NEW DELHI: The All India Radio digitalisation programme may not be complete by 2015 due to shortage of funds, says AIR engineer-in-chief AS Guin.

The Short Wave bands will be digitalised first and this can be achieved by 2015, provided the Planning Commission releases the entire amount, but medium wave "which is the poor man's band" will not be fully digitalised and more specifically, there will not be complete switch off from analogue to digital radio, Guin explains.

The AIR has asked for Rs 59 billion from the Commission under the 11th Five Year Plan. They feel the amount is huge, and the government may not be able to release the entire fund. To go for complete digitalisation would take much more funds - almost astronomical - and AIR mandarins feel that they should not ask for the moon, which is why no further plans are afoot for asking for more funds.

Short wave transmitters that have been in use for more than 20 years will be replaced and these alone would be DRM compatible, not all.

"But in any case, we shall not switch off the analogue mode for the medium wave by 2015, because that is the wave compatible with the radios costing Rs 50 or 100, the one used by the poorer section of the society. They will not be able to bear the cost, so we cannot deny them the only source of information and entertainment some of them have," Guin stressed.

In fact, as of date even the fairly well-to-do would not be able, or may not wish to spend money buying a digital radio set.

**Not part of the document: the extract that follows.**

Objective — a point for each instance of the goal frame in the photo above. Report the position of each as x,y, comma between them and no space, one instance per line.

"The ones available cost in today's prices about $70, that is Rs 3,500," Guin revealed, adding: "This is prohibitively costly."

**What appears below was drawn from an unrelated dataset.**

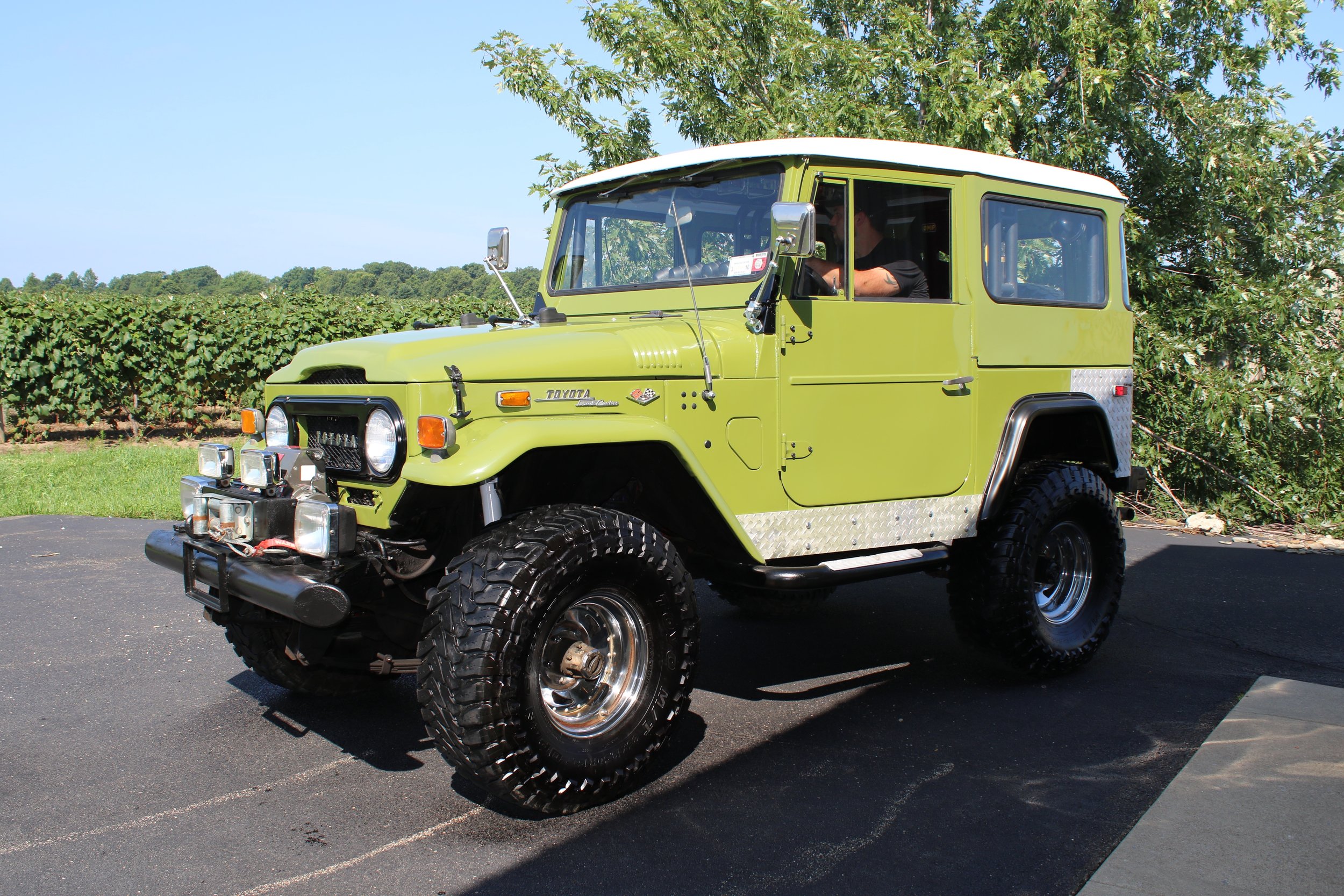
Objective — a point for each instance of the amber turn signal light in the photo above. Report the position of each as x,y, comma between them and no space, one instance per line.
432,433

So why bring in a technology that even the well-off may not opt for?

"It is expected the prices will come down as we go by," he averred. There are two factors at play here.

First, as and when DRM technology goes national, prices will come down. "As of now, most countries are using DRM technology for SW for their external broadcasting. National lever SW DRM tests have been conducted in Mexico and other places," Guin said. But when DRM goes national, the price will come down.

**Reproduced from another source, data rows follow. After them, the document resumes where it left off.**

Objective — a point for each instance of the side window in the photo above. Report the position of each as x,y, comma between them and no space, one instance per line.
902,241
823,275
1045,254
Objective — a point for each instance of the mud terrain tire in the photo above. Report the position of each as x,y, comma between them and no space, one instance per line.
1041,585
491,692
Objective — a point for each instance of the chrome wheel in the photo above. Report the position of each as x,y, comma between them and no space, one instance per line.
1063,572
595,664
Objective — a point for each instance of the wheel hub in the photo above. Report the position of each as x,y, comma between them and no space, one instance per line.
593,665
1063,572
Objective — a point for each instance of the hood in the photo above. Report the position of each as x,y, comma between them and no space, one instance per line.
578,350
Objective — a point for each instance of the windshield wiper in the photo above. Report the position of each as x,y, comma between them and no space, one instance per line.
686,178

The other factor is that as the new digital mode becomes popular, the prices of the sets would also come down.

"The main thing will be the content," Guin said. The content for SW and MW have to be different, because if the same content is run on both, why would anyone buy a costly handset to catch SW?" he asks.

There have to be popular programmes specially developed for SW bands, he felt, otherwise the digital radio programme will not pick up in good earnest.

The digitalisation process would start with all the studios. Each state capital would have one Short Wave transmitter and there will be three transmission complexes with five transmitters per complex for national digital radio coverage.

These complexes will be suitably located., Each complex will transmit five digital channels across the country, including regional language channels. This will mean that these channels will be accessible across the country. So, a Bengali in Mumbai would not have a problem if he wishes to hear All India Radio Kolkata.

Explaining the merits of such a costly technology, Guin said that interactive broadcasts and a number of value-added services will be possible. One of the most important things will be the pro-active role AIR will get to play in disaster management.

AIR will introduce a system across the channels on the coastal belts, which will be integrated with the early warning systems.

Thus, whenever an early warning is triggered off the computer linkage with the radio stations will ensure that the channel would automatically switch over to transmitting the warning, with the ongoing programme switched off.

Once the warning has been issued, the radio station would switch over to the normal ongoing programme. This will give a huge lead time for people to evacuate.